Une étude sous forme de “crowdsourcing science [1]”, publiée dans le journal Frontiers in Integrative Neuroscience [2], a été réalisée qui a réfuté la théorie de longue date selon laquelle les “super-goûteurs” tireraient leur sensibilité spéciale au goût amer d’une forte densité de papilles gustatives sur leur langue.

Les super-goûteurs sont des individus qui peuvent détecter et sont extrêmement sensibles au phénylthiocarbamide et au propylthiouracile. Deux composés qui sont associés aux molécules de l’amertume dans certains aliments comme le brocoli et le chou frisé. Le super-goût a été utilisé pour expliquer pourquoi certaines personnes n’aimaient pas les aliments épicés ou les bières au houblon, ou pourquoi certains enfants sont si difficiles à table.

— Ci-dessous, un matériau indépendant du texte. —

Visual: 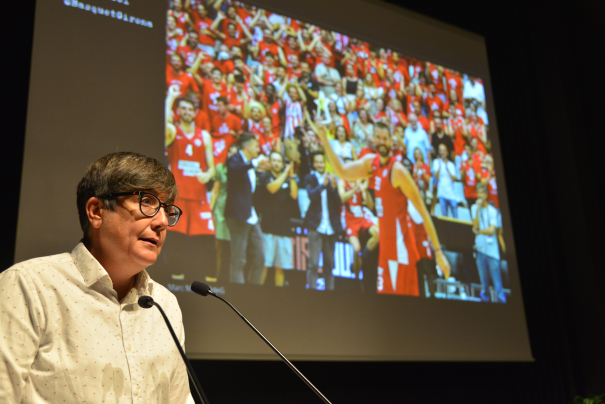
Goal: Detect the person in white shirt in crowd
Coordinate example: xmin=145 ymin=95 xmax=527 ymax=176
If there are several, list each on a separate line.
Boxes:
xmin=471 ymin=184 xmax=506 ymax=303
xmin=433 ymin=143 xmax=458 ymax=218
xmin=0 ymin=152 xmax=194 ymax=404
xmin=304 ymin=152 xmax=343 ymax=290
xmin=403 ymin=113 xmax=432 ymax=165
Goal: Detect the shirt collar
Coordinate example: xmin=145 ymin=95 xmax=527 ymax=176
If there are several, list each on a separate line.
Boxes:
xmin=71 ymin=243 xmax=151 ymax=296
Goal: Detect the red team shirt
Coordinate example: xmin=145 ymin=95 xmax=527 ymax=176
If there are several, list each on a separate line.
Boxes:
xmin=343 ymin=181 xmax=374 ymax=237
xmin=166 ymin=125 xmax=214 ymax=236
xmin=372 ymin=155 xmax=420 ymax=296
xmin=461 ymin=160 xmax=477 ymax=198
xmin=212 ymin=113 xmax=242 ymax=165
xmin=166 ymin=66 xmax=200 ymax=97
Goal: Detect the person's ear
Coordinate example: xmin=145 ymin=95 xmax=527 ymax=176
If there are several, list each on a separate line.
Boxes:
xmin=86 ymin=196 xmax=105 ymax=229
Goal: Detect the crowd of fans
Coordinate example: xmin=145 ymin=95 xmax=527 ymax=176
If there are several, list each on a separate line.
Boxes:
xmin=166 ymin=0 xmax=499 ymax=296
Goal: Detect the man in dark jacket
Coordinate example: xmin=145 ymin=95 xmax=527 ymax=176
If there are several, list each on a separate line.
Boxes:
xmin=304 ymin=153 xmax=343 ymax=290
xmin=225 ymin=133 xmax=268 ymax=285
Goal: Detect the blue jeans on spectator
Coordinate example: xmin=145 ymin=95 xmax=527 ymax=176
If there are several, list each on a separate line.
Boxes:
xmin=439 ymin=197 xmax=458 ymax=219
xmin=477 ymin=252 xmax=506 ymax=303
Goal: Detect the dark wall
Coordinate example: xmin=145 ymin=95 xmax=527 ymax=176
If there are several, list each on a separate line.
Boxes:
xmin=0 ymin=0 xmax=605 ymax=403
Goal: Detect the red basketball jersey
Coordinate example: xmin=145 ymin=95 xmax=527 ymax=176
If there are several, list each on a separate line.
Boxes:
xmin=344 ymin=181 xmax=363 ymax=223
xmin=372 ymin=155 xmax=419 ymax=296
xmin=166 ymin=125 xmax=207 ymax=201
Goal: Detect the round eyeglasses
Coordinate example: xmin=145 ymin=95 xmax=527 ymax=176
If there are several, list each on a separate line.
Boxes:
xmin=100 ymin=191 xmax=183 ymax=227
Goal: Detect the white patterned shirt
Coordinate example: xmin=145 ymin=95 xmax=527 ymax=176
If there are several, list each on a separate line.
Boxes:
xmin=0 ymin=243 xmax=193 ymax=404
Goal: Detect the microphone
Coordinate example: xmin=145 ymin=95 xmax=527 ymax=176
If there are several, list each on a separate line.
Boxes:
xmin=139 ymin=296 xmax=209 ymax=404
xmin=191 ymin=281 xmax=332 ymax=404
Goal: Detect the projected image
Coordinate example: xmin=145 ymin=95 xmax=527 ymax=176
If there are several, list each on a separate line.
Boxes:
xmin=165 ymin=0 xmax=511 ymax=303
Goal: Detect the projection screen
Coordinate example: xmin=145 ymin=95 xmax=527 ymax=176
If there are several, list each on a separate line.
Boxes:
xmin=15 ymin=0 xmax=532 ymax=361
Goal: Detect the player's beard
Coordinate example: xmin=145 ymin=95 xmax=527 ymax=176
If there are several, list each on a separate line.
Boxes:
xmin=377 ymin=144 xmax=391 ymax=157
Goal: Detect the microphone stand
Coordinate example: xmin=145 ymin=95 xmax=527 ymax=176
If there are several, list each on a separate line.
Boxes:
xmin=139 ymin=296 xmax=210 ymax=404
xmin=191 ymin=281 xmax=332 ymax=404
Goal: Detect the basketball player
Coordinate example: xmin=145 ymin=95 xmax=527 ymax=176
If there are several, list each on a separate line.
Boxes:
xmin=165 ymin=86 xmax=215 ymax=280
xmin=318 ymin=122 xmax=450 ymax=296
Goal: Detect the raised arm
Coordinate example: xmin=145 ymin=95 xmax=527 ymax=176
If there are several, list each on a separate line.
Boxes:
xmin=391 ymin=162 xmax=450 ymax=279
xmin=197 ymin=130 xmax=214 ymax=184
xmin=316 ymin=119 xmax=374 ymax=180
xmin=359 ymin=179 xmax=374 ymax=210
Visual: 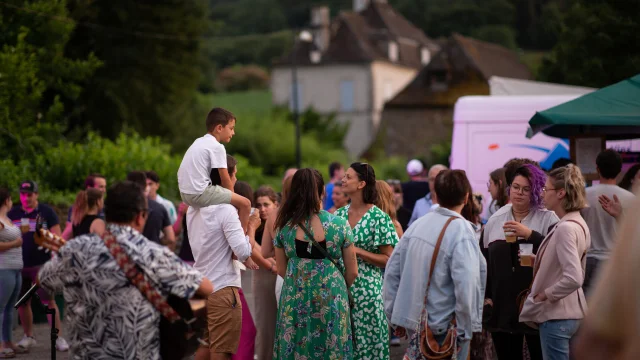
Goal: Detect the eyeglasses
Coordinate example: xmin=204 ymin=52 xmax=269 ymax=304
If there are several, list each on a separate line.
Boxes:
xmin=511 ymin=184 xmax=531 ymax=194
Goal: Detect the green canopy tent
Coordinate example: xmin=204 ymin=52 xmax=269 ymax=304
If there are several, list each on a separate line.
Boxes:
xmin=527 ymin=74 xmax=640 ymax=140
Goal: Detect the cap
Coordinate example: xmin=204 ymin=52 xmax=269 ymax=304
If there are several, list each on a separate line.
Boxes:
xmin=19 ymin=180 xmax=38 ymax=193
xmin=407 ymin=159 xmax=424 ymax=176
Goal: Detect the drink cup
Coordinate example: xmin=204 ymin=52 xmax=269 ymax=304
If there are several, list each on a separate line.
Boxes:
xmin=520 ymin=244 xmax=533 ymax=267
xmin=504 ymin=231 xmax=516 ymax=243
xmin=20 ymin=218 xmax=29 ymax=234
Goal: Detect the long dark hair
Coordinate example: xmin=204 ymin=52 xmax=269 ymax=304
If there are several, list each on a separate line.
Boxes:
xmin=350 ymin=163 xmax=378 ymax=204
xmin=489 ymin=168 xmax=509 ymax=208
xmin=275 ymin=169 xmax=324 ymax=229
xmin=71 ymin=188 xmax=103 ymax=225
xmin=618 ymin=164 xmax=640 ymax=191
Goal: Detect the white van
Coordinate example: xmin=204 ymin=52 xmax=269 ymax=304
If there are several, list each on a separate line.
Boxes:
xmin=450 ymin=95 xmax=640 ymax=218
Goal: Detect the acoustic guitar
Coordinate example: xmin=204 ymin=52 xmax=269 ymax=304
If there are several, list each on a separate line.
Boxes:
xmin=33 ymin=217 xmax=208 ymax=359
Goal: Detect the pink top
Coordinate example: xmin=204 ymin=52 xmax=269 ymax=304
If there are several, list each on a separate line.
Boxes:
xmin=520 ymin=211 xmax=591 ymax=324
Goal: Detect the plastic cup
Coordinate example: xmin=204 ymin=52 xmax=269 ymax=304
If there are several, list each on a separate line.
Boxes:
xmin=20 ymin=218 xmax=29 ymax=234
xmin=520 ymin=244 xmax=533 ymax=267
xmin=504 ymin=231 xmax=516 ymax=243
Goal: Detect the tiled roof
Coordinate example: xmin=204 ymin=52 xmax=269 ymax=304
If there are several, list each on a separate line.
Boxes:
xmin=385 ymin=34 xmax=532 ymax=107
xmin=275 ymin=0 xmax=439 ymax=69
xmin=452 ymin=34 xmax=531 ymax=81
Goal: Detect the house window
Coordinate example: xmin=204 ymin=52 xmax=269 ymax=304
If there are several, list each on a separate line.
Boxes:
xmin=309 ymin=50 xmax=322 ymax=64
xmin=340 ymin=80 xmax=354 ymax=111
xmin=420 ymin=48 xmax=431 ymax=65
xmin=289 ymin=81 xmax=304 ymax=112
xmin=389 ymin=41 xmax=398 ymax=62
xmin=384 ymin=79 xmax=393 ymax=101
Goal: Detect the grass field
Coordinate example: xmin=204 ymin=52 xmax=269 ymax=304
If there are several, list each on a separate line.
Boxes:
xmin=202 ymin=90 xmax=272 ymax=116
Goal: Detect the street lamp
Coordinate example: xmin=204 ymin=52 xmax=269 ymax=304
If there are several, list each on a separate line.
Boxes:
xmin=291 ymin=30 xmax=313 ymax=169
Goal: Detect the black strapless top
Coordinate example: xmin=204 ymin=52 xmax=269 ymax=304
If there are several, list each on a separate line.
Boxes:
xmin=296 ymin=239 xmax=327 ymax=260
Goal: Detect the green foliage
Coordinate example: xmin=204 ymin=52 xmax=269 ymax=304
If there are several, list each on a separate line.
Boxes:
xmin=431 ymin=140 xmax=451 ymax=166
xmin=0 ymin=0 xmax=100 ymax=161
xmin=205 ymin=30 xmax=293 ymax=69
xmin=369 ymin=156 xmax=409 ymax=181
xmin=66 ymin=0 xmax=209 ymax=138
xmin=0 ymin=133 xmax=279 ymax=205
xmin=540 ymin=0 xmax=640 ymax=88
xmin=215 ymin=65 xmax=270 ymax=92
xmin=274 ymin=107 xmax=349 ymax=149
xmin=471 ymin=25 xmax=517 ymax=49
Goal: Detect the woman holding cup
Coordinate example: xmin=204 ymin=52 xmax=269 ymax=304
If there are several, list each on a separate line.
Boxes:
xmin=481 ymin=162 xmax=558 ymax=360
xmin=520 ymin=165 xmax=591 ymax=360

La sensibilité de ces exhausteurs du goût amer est partiellement due à une variation dans le gène récepteur du goût TAS2R38. Mais certains scientifiques pensent que la capacité à être super-goûteur est aussi stimulée par la présence d’un plus grand nombre de papilles gustatives que la moyenne, ces petites excroissances sur la langue qui contiennent les bourgeons du goût. Les scientifiques ont mis cette théorie à l’épreuve pour vérifier si elle était vraie.

“Il y a une croyance de longue date selon laquelle si vous tirez la langue et comptez les excroissances qu’il y a dessus, alors vous pourrez prédire la sensibilité aux goûts tels que l’amertume des légumes et les fortes sensations comme l’épicé” explique Garneau. “La théorie communément acceptée était que plus vous avez d’excroissances, plus vous avez de papilles gustatives et plus vous êtes sensibles à ces goûts”.

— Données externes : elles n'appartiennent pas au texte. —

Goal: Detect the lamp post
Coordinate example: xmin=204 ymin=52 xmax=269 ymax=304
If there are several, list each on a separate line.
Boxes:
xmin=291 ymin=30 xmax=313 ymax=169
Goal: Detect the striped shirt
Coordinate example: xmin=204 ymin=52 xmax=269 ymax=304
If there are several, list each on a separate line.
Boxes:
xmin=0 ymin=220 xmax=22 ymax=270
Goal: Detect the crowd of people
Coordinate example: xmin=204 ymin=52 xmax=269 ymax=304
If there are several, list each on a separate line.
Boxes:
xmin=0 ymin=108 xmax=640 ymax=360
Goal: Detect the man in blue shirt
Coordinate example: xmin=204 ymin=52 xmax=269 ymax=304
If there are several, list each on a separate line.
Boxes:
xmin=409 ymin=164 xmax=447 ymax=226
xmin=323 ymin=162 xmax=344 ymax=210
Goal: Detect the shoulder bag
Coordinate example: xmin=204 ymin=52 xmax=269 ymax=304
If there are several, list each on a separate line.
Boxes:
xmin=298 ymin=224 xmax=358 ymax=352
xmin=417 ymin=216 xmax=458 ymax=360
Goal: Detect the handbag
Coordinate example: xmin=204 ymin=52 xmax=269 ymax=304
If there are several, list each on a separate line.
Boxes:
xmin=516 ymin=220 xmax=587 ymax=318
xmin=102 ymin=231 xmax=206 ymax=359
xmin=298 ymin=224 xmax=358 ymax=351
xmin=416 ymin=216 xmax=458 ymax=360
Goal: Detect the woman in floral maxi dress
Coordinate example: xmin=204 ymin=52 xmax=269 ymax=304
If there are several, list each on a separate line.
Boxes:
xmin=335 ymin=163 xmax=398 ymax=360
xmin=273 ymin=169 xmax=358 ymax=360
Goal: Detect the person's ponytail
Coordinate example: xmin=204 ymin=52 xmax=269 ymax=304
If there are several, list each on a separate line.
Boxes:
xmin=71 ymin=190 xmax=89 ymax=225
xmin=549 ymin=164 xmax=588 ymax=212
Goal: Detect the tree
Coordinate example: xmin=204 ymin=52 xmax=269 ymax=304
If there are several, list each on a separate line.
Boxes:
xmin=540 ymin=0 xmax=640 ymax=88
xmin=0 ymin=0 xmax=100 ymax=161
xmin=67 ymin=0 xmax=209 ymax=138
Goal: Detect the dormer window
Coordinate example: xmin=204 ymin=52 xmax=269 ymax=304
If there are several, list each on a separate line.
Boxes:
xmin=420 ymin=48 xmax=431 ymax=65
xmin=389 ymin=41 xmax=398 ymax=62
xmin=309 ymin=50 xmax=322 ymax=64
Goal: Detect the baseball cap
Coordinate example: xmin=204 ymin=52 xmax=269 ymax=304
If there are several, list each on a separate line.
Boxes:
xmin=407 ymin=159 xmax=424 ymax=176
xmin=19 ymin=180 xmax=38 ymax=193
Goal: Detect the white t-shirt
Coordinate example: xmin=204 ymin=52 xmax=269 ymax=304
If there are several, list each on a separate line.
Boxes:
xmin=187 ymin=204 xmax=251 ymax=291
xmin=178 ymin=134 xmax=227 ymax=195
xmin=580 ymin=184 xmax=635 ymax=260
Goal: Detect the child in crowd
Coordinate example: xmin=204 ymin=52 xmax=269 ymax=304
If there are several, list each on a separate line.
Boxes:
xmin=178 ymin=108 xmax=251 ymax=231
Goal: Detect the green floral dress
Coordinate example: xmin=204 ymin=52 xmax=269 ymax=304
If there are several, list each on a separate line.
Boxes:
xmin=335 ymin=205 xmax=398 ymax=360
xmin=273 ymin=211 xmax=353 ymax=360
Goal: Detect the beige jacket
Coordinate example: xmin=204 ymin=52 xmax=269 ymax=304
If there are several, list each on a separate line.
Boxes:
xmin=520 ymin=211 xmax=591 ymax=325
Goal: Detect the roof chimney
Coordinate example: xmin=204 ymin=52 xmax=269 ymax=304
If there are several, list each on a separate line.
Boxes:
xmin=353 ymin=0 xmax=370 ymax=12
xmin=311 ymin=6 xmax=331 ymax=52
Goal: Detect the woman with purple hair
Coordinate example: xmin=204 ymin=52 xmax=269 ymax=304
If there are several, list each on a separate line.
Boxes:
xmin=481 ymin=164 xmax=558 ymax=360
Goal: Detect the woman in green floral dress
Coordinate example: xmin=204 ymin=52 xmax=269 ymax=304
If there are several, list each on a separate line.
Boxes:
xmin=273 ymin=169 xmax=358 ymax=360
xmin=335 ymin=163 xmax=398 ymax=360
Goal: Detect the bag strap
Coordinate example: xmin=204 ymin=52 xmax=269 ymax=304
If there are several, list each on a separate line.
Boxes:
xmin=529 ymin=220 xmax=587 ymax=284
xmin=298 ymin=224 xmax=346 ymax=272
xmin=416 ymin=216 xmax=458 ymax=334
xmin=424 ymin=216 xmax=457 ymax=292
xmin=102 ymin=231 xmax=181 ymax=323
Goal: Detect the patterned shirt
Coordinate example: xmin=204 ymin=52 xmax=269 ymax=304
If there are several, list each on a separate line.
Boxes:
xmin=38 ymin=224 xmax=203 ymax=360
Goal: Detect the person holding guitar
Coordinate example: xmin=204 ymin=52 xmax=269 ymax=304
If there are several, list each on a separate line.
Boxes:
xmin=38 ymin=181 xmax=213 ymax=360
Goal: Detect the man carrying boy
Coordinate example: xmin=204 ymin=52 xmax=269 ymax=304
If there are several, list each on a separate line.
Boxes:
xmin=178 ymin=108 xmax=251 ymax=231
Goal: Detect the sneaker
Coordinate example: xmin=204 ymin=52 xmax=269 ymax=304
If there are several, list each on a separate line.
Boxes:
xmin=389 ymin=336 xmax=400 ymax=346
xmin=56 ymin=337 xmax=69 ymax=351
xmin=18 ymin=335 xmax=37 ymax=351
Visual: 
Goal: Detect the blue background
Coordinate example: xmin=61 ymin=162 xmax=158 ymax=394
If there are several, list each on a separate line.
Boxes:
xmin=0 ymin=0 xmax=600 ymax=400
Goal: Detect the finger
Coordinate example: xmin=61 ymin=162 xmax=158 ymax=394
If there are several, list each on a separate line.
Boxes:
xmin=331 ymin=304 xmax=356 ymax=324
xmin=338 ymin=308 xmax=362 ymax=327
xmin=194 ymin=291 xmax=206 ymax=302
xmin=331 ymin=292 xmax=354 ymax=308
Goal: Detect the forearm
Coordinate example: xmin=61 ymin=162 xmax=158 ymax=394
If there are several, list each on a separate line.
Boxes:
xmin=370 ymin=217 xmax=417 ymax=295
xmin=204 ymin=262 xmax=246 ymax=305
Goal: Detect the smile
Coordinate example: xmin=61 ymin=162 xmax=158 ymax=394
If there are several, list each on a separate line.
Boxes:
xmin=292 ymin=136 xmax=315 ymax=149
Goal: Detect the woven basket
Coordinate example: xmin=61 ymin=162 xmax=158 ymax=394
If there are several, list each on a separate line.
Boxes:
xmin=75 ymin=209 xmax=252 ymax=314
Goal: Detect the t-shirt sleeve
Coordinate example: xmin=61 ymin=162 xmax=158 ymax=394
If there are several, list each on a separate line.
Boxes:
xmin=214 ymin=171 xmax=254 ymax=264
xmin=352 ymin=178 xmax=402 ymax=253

Plus de 3000 visiteurs du Laboratoire de la Génétique du Goût se sont portés volontaires pour tirer la langue afin de procéder au comptage de leurs papilles, et pour mesurer leur sensibilité au phénylthiocarbamide et au propylthiouracile. Ce sont au total 394 sujets qui ont été inclus dans cette analyse. Des échantillons de cellules ont été prélevés sur les volontaires pour déterminer leur séquence ADN pour le TAS2R38. Les résultats ont confirmé que certaines variations du TAS2R38 rendaient plus probables la sensibilité des individus au goût amer, mais a aussi démontré que le nombre de papilles gustatives sur la langue n’affectait pas l’augmentation de la sensibilité au goût.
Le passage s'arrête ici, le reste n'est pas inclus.